La escena llegaba con minucia exacta y precisa y evocaba el cambio profundo de Lope, el antiguo galanteador, el seductor incorregible y al mismo tiempo el místico en arranque de exaltación religiosa se ordenó sacerdote, cerca de los 60 años. Más ese mismo año comenzó un apasionado amor con la esposa del conde de Nevares, doña Martha, veinteañera de belleza excepcional, benefactora del convento, en plena época de la Inquisición. Lope que había conocido todo tipo de amores: legítimos, ilegítimos, adulterinos y doblemente adulterinos, le faltaban los amores sacrílegos y triplemente adulterinos, sorprendentes, para pasar de los mayores arrebatos místicos a los ramalazos furiosos de la pasión, la exaltación de la sexualidad, en la transgresión.

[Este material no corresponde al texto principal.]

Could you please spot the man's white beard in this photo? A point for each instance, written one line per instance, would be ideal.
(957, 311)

En el recuerdo contemplo una imagen de Lope vestido de sacerdote, acariciando a doña Martha, e identificado con él, penetro en el infierno de la lujuria, embriagado frenéticamente en un crescendo de orgullo subvertido, y mirada hacia el interior; en el rejuego del envilecimiento, Lope leyendo sus versos a Martha, alma llena de sensibilidad, nacida para la poesía y la música y el fuego; a la que cantaba así consolándose:

“Si vuestra merced hace versos,
se rinden Laura Terracina, Ana Bins;
Safo, la griega; Valeria, latina, y
Argentaría, española.
Si tomas en las manos un instrumento,
a tu divina voz e incomparable destreza,
el padre de la música, Espinel, se suspende atónito,
si escribes un papel en lengua castellana,
compites con lo mejor;
en donaire igualas a la gravedad,
y en lo grave a la dulzura,
y si danzas parece que con el aire te
llevas tras de sí los ojos...” esos verdes
ojos que lo habían arrebatado.

La escena se me quedaba en la conciencia, parada, ausente, envanecida, con un hueco de mí mismo, como si no fuera yo y sí fuera, el que entraba, desligado del mundo, poseedor de un yo nuevo, transgresor, lleno de jirones de recuerdos, asociaciones libres y voluntad de divagación, lanzado al fondo de los infiernos de la imaginación, reino de lo subjetivo y zona prohibida de lo establecido, repetición pero diferencia.